Badgers coach Bo Ryan said Hayes’ personality was one of the first things that stood out about him. When Ryan visited Hayes on a recruiting trip in Toledo, Ohio, Hayes made Ryan play the video game "Call of Duty." Ryan held the controller upside down, which prompted Hayes to razz him.
Ryan, known for producing one-liners in his coaching career, said Hayes had proven an equal match for him.
"An old line is obviously the early bird catches the worm as we’re done with our video session," Ryan said this week. "Nigel always tries to beat me to the court. I said, ‘Good, Nigel, the early bird catches the worm.’ (He said), ‘Coach, the second mouse always gets the cheese.’ I never heard it. I said, ‘All right, Nigel, you got one on me.’"
Hayes’ roommate, freshman forward Vitto Brown, said Hayes had earned the nickname "off bread" because of how odd he can be. Brown’s favorite one-liner from Hayes comes before Wisconsin takes the floor on game days.
"We’re always like, ‘Nigel you ready to go?’" Brown said. "He’ll be like, ‘Born in ’82, ready in ’81. So that’s one of his main one-liners right there."
Informed that Hayes was, in fact, born in 1994, Brown replied, "I know. I don’t know where he gets it."

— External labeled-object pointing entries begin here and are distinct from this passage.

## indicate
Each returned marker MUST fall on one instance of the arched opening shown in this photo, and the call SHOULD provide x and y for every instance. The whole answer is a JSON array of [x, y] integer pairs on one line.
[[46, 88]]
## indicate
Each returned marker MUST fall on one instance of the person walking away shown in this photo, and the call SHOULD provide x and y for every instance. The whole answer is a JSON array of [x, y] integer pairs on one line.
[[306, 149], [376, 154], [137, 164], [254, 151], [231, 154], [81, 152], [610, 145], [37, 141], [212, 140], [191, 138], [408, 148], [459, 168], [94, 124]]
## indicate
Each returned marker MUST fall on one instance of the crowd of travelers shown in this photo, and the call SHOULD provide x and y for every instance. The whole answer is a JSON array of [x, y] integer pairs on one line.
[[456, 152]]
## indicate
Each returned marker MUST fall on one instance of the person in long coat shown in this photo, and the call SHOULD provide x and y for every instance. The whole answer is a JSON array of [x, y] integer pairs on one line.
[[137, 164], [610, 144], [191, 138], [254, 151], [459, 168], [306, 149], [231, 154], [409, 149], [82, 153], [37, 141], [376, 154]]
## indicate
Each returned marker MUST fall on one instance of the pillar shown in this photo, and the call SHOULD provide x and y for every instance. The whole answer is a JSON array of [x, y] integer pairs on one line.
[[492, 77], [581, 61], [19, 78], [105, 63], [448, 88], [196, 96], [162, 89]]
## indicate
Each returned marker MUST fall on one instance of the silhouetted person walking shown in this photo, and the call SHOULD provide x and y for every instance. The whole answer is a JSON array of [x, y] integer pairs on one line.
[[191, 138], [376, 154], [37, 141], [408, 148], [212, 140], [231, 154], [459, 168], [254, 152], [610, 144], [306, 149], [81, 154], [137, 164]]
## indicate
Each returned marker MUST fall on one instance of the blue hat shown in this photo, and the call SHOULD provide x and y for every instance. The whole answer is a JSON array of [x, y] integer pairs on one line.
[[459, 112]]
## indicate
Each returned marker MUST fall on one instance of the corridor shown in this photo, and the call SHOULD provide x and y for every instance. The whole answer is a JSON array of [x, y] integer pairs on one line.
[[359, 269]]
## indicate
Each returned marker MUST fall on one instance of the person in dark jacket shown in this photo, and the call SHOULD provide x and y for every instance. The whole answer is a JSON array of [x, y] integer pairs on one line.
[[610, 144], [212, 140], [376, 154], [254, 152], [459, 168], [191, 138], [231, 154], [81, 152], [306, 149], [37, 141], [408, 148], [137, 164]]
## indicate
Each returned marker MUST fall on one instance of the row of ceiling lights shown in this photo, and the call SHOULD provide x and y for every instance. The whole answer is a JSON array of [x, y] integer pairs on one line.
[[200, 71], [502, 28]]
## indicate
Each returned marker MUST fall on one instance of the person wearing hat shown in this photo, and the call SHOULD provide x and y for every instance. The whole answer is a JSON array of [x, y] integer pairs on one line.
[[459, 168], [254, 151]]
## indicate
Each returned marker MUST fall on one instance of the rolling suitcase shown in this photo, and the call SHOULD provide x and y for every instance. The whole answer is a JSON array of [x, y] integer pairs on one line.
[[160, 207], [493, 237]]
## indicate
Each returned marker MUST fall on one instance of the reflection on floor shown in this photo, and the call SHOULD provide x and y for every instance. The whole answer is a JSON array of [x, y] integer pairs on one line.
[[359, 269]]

Hayes noted his behavior was simply a product of him being himself and a willingness by teammates to embrace him.
"I felt like that was just me," Hayes said. "I’ve been like that all my life. Anybody from back home knows that’s how I am. I think that’s helped the team a little bit. I think I’ve made coach Ryan a little less uptight, made his job a little easier for him. I think the players can see that. We’re having more fun, and I think you perform better when you have more fun."
Badgers guard Josh Gasser, a redshirt junior, said not all freshmen that come into Wisconsin’s program are willing to show their true personalities so early in front of a group of new teammates. Gasser, for example, tried to stay quiet and avoid stepping on the toes of the team’s upperclassmen.
Hayes, on the other hand, has brought a different dimension to the Badgers and is someone who can break up the monotony of a long season. In particular, Hayes is willing to rib Ryan when other players wouldn’t dare. If point guards Bronson Koenig or Traevon Jackson throw a bad pass in practice, Hayes will step in to diffuse the situation.
"Coach Ryan, you can see that he’s upset," Hayes said. "And I just walk up to him, ‘You know all you have to do is put me at the 1, Coach, and I’ll take care of it.’ It gives him a little chuckle. He laughs. He lightens up, and we just go from there. I keep everyone happy-go-lucky."
Added Dekker: "Sometimes the way he talks to Coach is hilarious just because no one else does it. And he’ll talk to Coach. He has like inside jokes with himself to Coach. He’ll call him pops or something under his breath and it makes us all laugh, and Coach will laugh at it. He can really lighten the mood in any room, no matter how stern it is. You’ve got to have that on your team."
While Hayes the jokester has flourished, Hayes the basketball player has put a serious hurting on opponents this season. He is averaging 7.9 points and 2.8 rebounds in 18.0 minutes per game and has become vital as a reserve to Kaminsky and Dekker. He also is shooting 52.4 percent from the field and has recorded more steals (30) than anybody else on the team.
Even while on the court, Hayes acknowledged he sometimes lets some of his natural, engaging personality slip through at inopportune times when talking to Ryan.
"I think sometimes I shouldn’t say certain things during games," Hayes said. "But, I mean, they’re said and I think it really does lighten his mood even though you may not be able to see it directly because he always does look angry on the sideline.
"I feel like deep inside, he’s a little happier."
With Hayes performing both on and off the court, so is Wisconsin’s team.